Where J = jump_size, W = number of workers. The jump optimization reduces D iterations to D/J jumps plus occasional scans.

---

## Comparison

| Aspect | RadixTree | PositionalIndexer |
|--------|-----------|-------------------|
| **Structure** | Tree with Rc<RefCell<>> nodes | DashMap with compound keys |
| **Concurrent variant** | ConcurrentRadixTree (Arc<RwLock<>> + DashMap) | Thread-safe by default (DashMap + RwLock) |
| **find_matches** | O(D×W) tree traversal | O(D/J) with jump optimization |
| **store_blocks** | O(N) node creation | O(N) DashMap inserts |
| **remove_blocks** | O(N) with cascading cleanup | O(N) with entry cleanup |
| **dump_events** | BFS traversal of tree | Sort by position per worker |
| **Memory** | Higher (Rc/Arc overhead per node) | Lower (flat entries) |
| **Cache locality** | Poor (pointer chasing) | Better (position-first) |

### Benchmark Results (1M blocks, depth 1024, 128 workers)

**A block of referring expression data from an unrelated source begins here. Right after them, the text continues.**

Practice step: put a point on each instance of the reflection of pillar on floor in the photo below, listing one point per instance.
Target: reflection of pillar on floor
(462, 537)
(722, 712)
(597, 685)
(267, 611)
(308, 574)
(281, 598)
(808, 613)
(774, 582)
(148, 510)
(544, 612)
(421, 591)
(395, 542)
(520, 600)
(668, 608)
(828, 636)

| Operation | RadixTree | NestedMap | Winner |
|-----------|-----------|-----------|--------|
| STORE_BLOCK | 90µs | 98µs | RadixTree (1.1x) |
| REMOVE_BLOCK | 91µs | 233µs | RadixTree (2.5x) |
| FIND_MATCHES (HIT) | 227µs | **44µs** | **NestedMap (5.2x)** |
| FIND_MATCHES (PARTIAL) | 216µs | **44µs** | **NestedMap (4.9x)** |

**Recommendation**: Use NestedMap for read-heavy workloads (typical router usage).

---

## Why Position Matters for PositionalIndexer

The compound key `(position, local_hash)` in the DashMap enables the jump optimization:

```rust
// Without position-first: must traverse entire tree
for pos in 0..depth {
    node = node.children[local_hashes[pos]];  // O(depth) traversals
}

// With position-first: can jump directly to any position
let workers_at_64 = index.get(&(64, local_hashes[64]));  // O(1) lookup
let workers_at_128 = index.get(&(128, local_hashes[128]));  // O(1) lookup
// Skip positions 1-63, 65-127 entirely!
```

---

## SeqEntry Optimization

The innermost level uses an enum to avoid HashMap allocation in the common case:

```rust
enum SeqEntry {
    // Common: one prefix leads to this (position, local_hash)
    Single(SeqHash, HashSet<Worker>),

    // Rare: different prefixes converge on same (position, local_hash)
    Multi(HashMap<SeqHash, HashSet<Worker>>),
}
```

**When does Multi occur?**

Only when two different sequences have:
1. Same local block content at position P
2. Different prefix histories (different seq_hash)

Example:
```
Sequence A: [tok1, tok2, tok3] → positions 0,1,2
Sequence B: [tok4, tok5, tok3] → positions 0,1,2
                       ^^^^
                 Same local content at pos=2
                 but different seq_hash!
```

This is rare in practice, so `Single` saves ~48 bytes per entry.